D’où, nouveau paradigme depuis 2016. « Les caféiculteurs ont la capacité d’acheter les plantules. Les donner gratuitement ne les valorise pas. Nous appuyons les pépinières commerciales en co-investissant avec les micro-entrepreneurs. Nous nous attelons à harmoniser les approches de production et vente des plantules de caféier entre acteurs pour éviter les conflits d’approche. Un caféier peut générer au moins 130 dollars durant ses 30 ans de production. Il vaut l’investissement », déclare Ivan Godfroid.

« Ainsi, poursuit-il, le point de départ est la demande réelle en plantules identifiée par chaque pépiniériste en termes de commandes. Nous avons co-investi avec les entrepreneurs pépiniéristes. Nous avons procédé à la sélection et au renforcement des capacités des meilleurs pépiniéristes avec une institution tierce, en l’occurrence l’université catholique du graben, UCG, de Butembo. Les pépiniéristes ont été formés à la maîtrise des coûts de production et les avons outillés aux notions de marketing.» Dans ce sens, l’on note plusieurs réalisations : identification et sélection (demande effective en plantules, expérience et engagement) des 26 meilleurs pépiniéristes au cours de la phase test, formation (technique et gestion) de 26 pépiniéristes par les enseignants de l’UCG, évaluation des apports des pépiniéristes et détermination des besoins en appui, accompagnement de ces pépiniéristes par VECO et UCG.

Des formations appropriées pour les pépiniéristes

Les participants ont été formés sur plusieurs aspects agronomiques concernant la conduite d’une pépinière : multiplication du caféier (multiplication par graine ou multiplication générative et multiplication par bouture ou multiplication végétative), sélection qualitative (traitement) de la semence du caféier et d’autres cultures, conduite de la pépinière en général en commençant par le germoir jusqu’à la livraison des plantules aux clients.

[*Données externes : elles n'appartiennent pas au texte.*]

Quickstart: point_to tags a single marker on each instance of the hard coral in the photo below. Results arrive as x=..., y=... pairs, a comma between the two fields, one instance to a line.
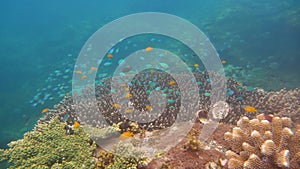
x=260, y=144
x=51, y=147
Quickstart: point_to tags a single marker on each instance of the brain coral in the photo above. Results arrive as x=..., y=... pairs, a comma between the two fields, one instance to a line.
x=264, y=142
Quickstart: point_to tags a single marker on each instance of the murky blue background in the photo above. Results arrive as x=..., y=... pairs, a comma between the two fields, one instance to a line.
x=40, y=40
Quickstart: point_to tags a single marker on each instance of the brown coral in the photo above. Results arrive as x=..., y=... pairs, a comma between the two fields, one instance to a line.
x=259, y=144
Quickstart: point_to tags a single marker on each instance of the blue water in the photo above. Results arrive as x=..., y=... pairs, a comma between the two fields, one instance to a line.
x=40, y=41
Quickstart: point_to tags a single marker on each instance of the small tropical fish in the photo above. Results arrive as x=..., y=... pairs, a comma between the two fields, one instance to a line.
x=116, y=105
x=76, y=124
x=109, y=55
x=128, y=95
x=126, y=135
x=45, y=110
x=148, y=49
x=128, y=111
x=79, y=72
x=148, y=107
x=94, y=68
x=250, y=109
x=107, y=63
x=172, y=82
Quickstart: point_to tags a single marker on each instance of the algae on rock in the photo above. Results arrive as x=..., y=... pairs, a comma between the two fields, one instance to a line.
x=50, y=147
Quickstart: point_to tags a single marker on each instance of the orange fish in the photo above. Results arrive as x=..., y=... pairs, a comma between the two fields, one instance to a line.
x=45, y=110
x=109, y=55
x=148, y=49
x=172, y=82
x=79, y=72
x=250, y=109
x=148, y=107
x=76, y=124
x=128, y=111
x=126, y=135
x=94, y=68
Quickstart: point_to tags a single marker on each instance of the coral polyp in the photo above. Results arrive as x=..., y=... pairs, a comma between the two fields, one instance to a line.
x=259, y=143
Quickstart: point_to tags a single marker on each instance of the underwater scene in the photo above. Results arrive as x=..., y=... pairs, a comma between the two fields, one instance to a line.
x=150, y=84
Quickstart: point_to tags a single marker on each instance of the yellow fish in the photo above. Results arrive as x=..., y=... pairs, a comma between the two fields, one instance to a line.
x=126, y=135
x=76, y=124
x=250, y=109
x=45, y=110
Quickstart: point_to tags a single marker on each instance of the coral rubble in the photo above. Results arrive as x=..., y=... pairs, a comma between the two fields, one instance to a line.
x=263, y=142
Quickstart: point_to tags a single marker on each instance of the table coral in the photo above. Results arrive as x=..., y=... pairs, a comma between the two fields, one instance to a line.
x=260, y=143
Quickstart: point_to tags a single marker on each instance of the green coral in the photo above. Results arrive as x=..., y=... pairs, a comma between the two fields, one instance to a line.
x=50, y=147
x=125, y=156
x=128, y=156
x=105, y=160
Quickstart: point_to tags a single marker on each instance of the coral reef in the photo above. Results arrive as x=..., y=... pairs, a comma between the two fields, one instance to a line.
x=50, y=147
x=264, y=142
x=125, y=156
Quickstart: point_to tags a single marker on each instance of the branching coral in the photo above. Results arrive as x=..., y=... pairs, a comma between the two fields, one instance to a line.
x=264, y=142
x=51, y=147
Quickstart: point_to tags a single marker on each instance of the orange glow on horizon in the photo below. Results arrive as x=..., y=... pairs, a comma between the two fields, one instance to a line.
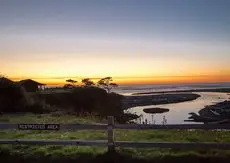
x=139, y=80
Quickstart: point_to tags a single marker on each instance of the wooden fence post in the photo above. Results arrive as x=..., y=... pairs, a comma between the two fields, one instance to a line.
x=111, y=147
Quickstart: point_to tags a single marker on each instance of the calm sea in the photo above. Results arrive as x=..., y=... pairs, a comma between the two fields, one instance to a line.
x=129, y=89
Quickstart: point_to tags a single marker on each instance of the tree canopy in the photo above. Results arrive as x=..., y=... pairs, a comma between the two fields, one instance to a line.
x=87, y=82
x=107, y=84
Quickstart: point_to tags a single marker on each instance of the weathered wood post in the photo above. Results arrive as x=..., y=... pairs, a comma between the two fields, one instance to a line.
x=111, y=146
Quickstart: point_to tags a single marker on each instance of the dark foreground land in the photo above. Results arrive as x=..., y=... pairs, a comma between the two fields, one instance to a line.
x=116, y=158
x=94, y=154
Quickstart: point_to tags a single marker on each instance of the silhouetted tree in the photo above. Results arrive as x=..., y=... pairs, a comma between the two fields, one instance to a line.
x=72, y=82
x=87, y=82
x=106, y=84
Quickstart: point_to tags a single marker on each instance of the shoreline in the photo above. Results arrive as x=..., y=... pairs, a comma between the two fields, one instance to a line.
x=134, y=101
x=217, y=113
x=220, y=90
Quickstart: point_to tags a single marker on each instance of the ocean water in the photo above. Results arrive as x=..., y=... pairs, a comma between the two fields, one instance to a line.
x=177, y=112
x=130, y=89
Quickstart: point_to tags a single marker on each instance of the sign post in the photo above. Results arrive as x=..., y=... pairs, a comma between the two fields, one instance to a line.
x=111, y=146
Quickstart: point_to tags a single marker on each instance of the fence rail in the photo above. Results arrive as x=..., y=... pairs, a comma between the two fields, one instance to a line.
x=110, y=143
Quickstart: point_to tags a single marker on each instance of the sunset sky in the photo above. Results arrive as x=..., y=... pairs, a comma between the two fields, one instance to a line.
x=134, y=41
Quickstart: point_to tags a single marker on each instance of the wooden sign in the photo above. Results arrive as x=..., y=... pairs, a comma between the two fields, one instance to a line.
x=39, y=126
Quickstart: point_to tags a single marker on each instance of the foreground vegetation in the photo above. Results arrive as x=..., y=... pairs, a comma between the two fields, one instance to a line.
x=74, y=152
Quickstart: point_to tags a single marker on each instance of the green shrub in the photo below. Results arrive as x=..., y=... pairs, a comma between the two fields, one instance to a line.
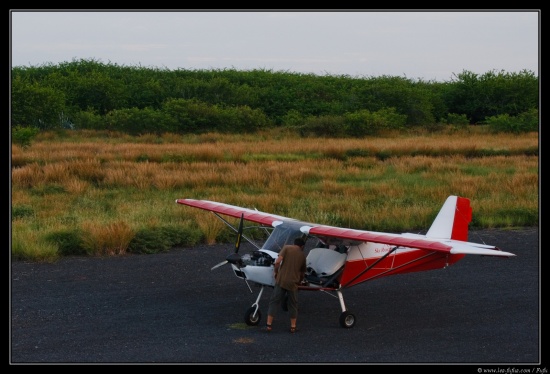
x=68, y=242
x=161, y=239
x=23, y=136
x=21, y=211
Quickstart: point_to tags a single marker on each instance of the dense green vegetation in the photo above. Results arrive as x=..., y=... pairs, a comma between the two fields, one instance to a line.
x=89, y=95
x=104, y=193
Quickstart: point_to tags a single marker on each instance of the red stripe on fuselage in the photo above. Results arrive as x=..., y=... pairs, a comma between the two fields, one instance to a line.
x=463, y=216
x=408, y=262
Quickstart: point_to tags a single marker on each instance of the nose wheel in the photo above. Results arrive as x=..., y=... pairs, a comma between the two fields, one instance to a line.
x=252, y=316
x=347, y=319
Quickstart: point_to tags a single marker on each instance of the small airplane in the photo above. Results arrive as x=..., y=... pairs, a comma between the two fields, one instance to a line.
x=342, y=257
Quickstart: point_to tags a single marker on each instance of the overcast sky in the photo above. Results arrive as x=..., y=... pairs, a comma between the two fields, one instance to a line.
x=427, y=45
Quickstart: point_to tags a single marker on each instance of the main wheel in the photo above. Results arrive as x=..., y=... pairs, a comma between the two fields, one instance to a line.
x=252, y=319
x=347, y=319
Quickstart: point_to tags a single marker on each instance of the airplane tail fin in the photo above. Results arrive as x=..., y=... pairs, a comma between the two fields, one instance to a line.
x=452, y=220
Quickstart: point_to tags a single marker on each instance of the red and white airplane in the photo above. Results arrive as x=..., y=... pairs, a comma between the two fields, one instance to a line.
x=343, y=257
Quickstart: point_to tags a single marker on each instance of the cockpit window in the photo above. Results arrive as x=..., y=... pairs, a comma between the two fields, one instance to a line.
x=280, y=236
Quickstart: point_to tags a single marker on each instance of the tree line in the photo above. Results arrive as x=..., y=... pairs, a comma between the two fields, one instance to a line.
x=88, y=94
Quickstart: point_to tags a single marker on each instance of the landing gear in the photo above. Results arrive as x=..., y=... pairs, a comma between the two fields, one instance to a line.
x=347, y=319
x=252, y=316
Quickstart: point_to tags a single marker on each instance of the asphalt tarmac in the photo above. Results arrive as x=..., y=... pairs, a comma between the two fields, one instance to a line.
x=170, y=308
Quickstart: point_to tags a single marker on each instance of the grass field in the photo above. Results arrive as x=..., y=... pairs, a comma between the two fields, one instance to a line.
x=92, y=193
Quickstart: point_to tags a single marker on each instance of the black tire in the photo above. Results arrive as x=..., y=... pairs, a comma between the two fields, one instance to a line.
x=347, y=319
x=252, y=319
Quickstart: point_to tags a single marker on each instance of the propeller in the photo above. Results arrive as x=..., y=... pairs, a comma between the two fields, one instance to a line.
x=234, y=258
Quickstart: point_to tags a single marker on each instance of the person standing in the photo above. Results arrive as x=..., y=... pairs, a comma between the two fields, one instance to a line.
x=289, y=269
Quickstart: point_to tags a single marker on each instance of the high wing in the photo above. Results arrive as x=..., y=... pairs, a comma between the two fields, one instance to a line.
x=409, y=240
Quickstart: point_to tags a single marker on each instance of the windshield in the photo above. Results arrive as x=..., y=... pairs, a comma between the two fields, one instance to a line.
x=281, y=235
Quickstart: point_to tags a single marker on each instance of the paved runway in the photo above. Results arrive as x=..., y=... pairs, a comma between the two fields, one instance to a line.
x=170, y=308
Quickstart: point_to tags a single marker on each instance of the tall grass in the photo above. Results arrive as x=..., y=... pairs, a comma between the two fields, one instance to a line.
x=82, y=195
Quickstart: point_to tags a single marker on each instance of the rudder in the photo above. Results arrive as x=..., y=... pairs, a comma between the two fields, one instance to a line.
x=452, y=220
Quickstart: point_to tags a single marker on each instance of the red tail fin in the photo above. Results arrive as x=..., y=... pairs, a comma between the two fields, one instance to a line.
x=452, y=220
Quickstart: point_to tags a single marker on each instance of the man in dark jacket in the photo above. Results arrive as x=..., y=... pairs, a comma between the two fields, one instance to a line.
x=289, y=269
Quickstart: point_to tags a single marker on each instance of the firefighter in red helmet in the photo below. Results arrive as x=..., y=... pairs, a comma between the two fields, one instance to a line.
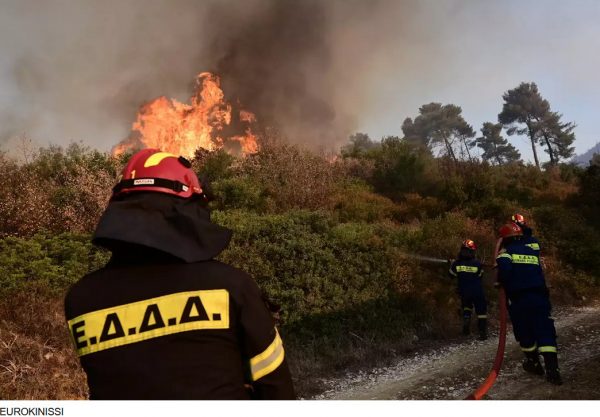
x=163, y=319
x=468, y=271
x=521, y=275
x=527, y=238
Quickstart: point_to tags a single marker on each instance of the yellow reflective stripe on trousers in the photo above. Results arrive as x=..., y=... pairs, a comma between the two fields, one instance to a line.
x=525, y=259
x=147, y=319
x=543, y=349
x=267, y=361
x=530, y=349
x=464, y=268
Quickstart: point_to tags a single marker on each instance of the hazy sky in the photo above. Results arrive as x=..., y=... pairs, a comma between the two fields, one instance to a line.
x=78, y=70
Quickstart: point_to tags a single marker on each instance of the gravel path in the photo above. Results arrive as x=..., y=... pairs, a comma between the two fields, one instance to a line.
x=454, y=371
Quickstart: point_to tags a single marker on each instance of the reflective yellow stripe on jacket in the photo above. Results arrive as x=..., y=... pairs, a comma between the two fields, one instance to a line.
x=521, y=259
x=266, y=362
x=464, y=268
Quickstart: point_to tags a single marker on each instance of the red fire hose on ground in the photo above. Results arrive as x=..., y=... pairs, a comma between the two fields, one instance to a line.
x=491, y=378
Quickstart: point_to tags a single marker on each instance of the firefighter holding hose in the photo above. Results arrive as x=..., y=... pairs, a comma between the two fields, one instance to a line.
x=163, y=319
x=468, y=271
x=521, y=275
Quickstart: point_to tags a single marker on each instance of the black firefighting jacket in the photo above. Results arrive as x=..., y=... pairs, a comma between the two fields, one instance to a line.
x=151, y=325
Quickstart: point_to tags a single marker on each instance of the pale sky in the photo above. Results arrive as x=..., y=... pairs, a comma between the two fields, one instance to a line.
x=78, y=70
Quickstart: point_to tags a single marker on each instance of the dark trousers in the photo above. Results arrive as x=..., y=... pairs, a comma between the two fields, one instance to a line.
x=532, y=325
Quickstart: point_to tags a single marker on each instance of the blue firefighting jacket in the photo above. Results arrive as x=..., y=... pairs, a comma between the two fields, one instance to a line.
x=519, y=267
x=529, y=240
x=468, y=272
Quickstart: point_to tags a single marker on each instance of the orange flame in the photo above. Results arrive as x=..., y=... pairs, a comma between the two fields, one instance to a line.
x=181, y=128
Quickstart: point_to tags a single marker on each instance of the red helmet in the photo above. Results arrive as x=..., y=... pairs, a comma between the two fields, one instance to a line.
x=159, y=172
x=469, y=244
x=519, y=219
x=510, y=230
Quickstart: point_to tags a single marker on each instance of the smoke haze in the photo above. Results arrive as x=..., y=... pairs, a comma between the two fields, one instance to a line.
x=318, y=70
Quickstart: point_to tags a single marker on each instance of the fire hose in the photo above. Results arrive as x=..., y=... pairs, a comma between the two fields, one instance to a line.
x=491, y=378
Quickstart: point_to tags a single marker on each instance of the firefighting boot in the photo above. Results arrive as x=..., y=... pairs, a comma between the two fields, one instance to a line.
x=551, y=364
x=532, y=363
x=482, y=326
x=466, y=325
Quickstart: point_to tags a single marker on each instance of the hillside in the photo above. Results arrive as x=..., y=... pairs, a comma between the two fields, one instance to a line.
x=329, y=239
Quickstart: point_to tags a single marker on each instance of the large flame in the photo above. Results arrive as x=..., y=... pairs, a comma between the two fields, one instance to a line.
x=208, y=122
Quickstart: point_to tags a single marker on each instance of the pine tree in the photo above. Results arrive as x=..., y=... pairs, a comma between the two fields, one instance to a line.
x=439, y=126
x=496, y=148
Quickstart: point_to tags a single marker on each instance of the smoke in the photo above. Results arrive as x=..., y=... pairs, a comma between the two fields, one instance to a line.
x=316, y=70
x=80, y=71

Côté gestion d’une pépinière, les pépiniéristes ont été outillés sur les aspects économiques. C’est notamment la tenue des documents de gestion tels que le cahier d’inventaire, le cahier des dépenses, le cahier de stock, le cahier de vente, le cahier d’activités diverses. Au 30 septembre 2016, la demande en plantules se chiffrait à 515 955 dont 93 299 pour le territoire de Beni, le reste étant pour le territoire de Lubero. Les chiffres sont en hausse : la demande cumulée au 31 décembre 2016 est de 672 123 plantules. L’enregistrement (par les pépiniéristes) des demandes en plantules continue.

« L’approche commerciale veut que l’on parte toujours de la demande. Il faut du temps pour changer de mentalité et de ne plus commettre les erreurs du passé. Il faut co-investir pour un ‘ownership’ manifeste. La production est progressive suivant les milieux. Le défi d’une probable concurrence avec les distributeurs des plantules gratuits reste. Il y a un réel besoin de fédérer les pépiniéristes et installer un système de garantie/solidarité locale », argumente Ivan Godfroid, directeur régional de VECO RDCongo, avant d’ajouter que « les activités conçues sur une base commerciale sont plus durables » et que « la phase de vérification des hypothèses est en cours ».